GPs at SEA: Significant Event Audit Enhanced by Human Factors

In a nutshell: Learning from patient safety incidents using Significant Event Audit in general practice can be improved by the application of safety science. Our "GPs at SEA" programme supports GPs and CCGs to apply Human Factors thinking in the pursuit of safety. Feedback from our Train-the-Trainer programme suggests that our programme is helping to change the way GPs think about safety.

Why are we doing this?

The population covered by the CCGs we have worked with is around 3.25million people. It is estimated that, each year, this population will suffer from 80,000 urgent hospital admissions, 5,700 of these from avoidable adverse drug reactions alone. That is £16m of wasted NHS resource and inestimable amount of pain and misery. We will reduce this burden by ensuing that the NHS is able to learn from past errors. A 1% reduction in incidents would be 570 people receiving harm free care and saving the NHS £170,000 pounds.


What we did.

The Improvement Academy delivered 'train the trainer' education for members of staff from Clinical Commissioning Groups (CCGs) across Yorkshire & Humber. The education taught CCG staff how to apply Human Factors thinking to address identified problems. Human Factors is an approach to enhancing patient safety incident management through an understanding of the common causes of error. 
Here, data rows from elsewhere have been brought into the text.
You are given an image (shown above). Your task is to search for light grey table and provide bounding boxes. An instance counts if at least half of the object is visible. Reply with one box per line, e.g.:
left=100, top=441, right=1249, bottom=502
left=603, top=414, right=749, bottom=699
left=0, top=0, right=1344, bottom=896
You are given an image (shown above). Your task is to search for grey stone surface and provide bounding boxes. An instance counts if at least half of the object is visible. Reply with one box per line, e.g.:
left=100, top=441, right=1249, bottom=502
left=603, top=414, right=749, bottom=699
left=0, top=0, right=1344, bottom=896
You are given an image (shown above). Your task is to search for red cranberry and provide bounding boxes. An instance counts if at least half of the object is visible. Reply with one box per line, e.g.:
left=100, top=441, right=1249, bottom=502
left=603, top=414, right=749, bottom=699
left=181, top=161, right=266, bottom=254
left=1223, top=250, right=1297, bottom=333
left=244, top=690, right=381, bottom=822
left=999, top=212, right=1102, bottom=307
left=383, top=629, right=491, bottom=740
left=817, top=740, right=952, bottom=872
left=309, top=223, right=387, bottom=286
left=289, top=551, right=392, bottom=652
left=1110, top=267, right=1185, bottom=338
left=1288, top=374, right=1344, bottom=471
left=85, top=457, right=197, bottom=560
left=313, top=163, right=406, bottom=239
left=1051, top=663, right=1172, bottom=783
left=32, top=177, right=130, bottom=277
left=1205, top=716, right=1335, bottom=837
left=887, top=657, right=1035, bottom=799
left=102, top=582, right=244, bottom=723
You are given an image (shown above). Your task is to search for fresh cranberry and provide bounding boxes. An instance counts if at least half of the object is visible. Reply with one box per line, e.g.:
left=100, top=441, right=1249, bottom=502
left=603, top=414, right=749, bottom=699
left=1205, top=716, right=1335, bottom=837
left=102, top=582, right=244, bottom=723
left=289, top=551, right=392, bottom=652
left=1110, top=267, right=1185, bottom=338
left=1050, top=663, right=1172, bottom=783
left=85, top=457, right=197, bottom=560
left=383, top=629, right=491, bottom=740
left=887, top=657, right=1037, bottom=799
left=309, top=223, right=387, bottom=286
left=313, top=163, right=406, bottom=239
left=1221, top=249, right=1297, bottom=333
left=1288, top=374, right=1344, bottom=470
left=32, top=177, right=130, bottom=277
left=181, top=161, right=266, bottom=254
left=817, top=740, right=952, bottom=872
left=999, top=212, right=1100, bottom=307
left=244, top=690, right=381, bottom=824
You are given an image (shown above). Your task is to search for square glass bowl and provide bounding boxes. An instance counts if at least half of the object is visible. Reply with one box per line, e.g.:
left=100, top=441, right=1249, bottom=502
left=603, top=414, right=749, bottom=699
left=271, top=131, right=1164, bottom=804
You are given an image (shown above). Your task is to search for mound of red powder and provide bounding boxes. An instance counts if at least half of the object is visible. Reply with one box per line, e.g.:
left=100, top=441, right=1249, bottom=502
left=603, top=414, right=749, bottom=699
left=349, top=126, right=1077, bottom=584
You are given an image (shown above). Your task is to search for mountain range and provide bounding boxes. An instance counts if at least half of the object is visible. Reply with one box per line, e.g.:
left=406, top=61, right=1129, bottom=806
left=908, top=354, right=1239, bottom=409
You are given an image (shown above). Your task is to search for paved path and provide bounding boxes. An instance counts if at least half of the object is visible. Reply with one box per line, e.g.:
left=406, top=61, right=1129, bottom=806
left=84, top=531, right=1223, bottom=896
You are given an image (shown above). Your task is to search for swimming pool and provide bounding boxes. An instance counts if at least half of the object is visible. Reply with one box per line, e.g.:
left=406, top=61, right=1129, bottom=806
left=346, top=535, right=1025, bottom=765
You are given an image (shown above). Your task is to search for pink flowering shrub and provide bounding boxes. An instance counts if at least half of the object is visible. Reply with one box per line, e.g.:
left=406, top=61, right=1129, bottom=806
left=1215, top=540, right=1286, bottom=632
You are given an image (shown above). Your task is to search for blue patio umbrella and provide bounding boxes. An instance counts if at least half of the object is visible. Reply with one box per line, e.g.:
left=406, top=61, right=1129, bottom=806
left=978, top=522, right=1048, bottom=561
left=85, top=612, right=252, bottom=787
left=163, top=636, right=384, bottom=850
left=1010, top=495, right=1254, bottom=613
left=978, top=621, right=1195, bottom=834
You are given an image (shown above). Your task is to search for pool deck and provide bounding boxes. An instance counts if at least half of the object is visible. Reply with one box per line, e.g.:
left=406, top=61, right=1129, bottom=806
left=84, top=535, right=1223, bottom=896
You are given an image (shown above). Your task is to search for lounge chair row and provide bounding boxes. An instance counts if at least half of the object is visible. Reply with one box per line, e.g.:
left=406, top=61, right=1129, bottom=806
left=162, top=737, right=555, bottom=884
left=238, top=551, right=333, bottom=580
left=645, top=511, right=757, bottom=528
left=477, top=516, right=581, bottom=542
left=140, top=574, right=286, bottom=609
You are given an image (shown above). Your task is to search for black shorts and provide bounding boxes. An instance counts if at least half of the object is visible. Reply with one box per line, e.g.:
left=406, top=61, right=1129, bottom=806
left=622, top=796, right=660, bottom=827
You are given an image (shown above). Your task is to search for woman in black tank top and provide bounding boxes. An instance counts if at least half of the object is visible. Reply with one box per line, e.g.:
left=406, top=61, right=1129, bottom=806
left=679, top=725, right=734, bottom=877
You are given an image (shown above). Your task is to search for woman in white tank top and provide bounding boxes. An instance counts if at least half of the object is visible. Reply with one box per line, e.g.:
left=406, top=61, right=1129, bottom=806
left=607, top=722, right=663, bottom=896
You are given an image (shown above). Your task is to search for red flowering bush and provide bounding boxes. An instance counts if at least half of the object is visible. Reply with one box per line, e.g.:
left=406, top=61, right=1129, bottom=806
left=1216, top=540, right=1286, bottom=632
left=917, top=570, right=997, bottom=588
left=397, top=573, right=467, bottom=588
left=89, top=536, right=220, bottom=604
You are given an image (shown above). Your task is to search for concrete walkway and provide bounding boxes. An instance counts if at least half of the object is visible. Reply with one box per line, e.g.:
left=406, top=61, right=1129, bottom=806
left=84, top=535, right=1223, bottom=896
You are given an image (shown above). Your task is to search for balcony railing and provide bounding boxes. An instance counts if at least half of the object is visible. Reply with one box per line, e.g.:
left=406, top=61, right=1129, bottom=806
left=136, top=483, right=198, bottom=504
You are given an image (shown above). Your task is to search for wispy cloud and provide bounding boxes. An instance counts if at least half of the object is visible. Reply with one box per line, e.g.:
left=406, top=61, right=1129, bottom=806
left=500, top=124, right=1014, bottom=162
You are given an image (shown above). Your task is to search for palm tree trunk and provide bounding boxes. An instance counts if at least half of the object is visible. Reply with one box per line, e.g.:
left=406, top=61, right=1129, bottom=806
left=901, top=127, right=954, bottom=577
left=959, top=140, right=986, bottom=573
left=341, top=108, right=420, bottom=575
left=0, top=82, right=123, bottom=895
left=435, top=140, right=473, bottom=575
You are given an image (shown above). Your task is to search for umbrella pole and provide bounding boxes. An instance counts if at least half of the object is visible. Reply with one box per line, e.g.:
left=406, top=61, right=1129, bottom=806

CCGs involved in ‘GP’s at SEA’

Harrogate & Rural District CCG

Calderdale CCG

Leeds West CCG

Vale of York CCG

Leeds North CCG

Bassetlaw CCG

Sheffield CCG

North Kirklees CCG (Pilot site)

Doncaster CCG

Leeds South & East CCG (pilot site)

Wakefield CCG

Greater Huddersfield CCG (Pilot site)


Each of the CCGs attending the education event developed an action plan to take the work forward. Examples of commitments made include:

Taking it one step further

Harrogate & Rural District CCG, covering a population of 159,000 patients, engaged the Improvement Academy to provide structured qualitative review of Significant Event Audits carried out by all 19 of their GP practices. The reviews were completed and each practice received a personalised report highlighting good practice and areas of improvement. Tony Jamieson, Clinical Lead for Medicines at the Improvement Academy presented the results of the reviews at the CCGs 'protected learning time' event open to all their GPs. The presentation was well received by the 98 GPs who attended from 17 GP practices. The review work and the presentation changed the way GPs thought about Significant Event Audit.

“Thankyou. You have reminded us all that Significant Event Audit is about patient safety, not just an exercise for [GP] appraisal”.

GP, Harrogate and Rural District CCG.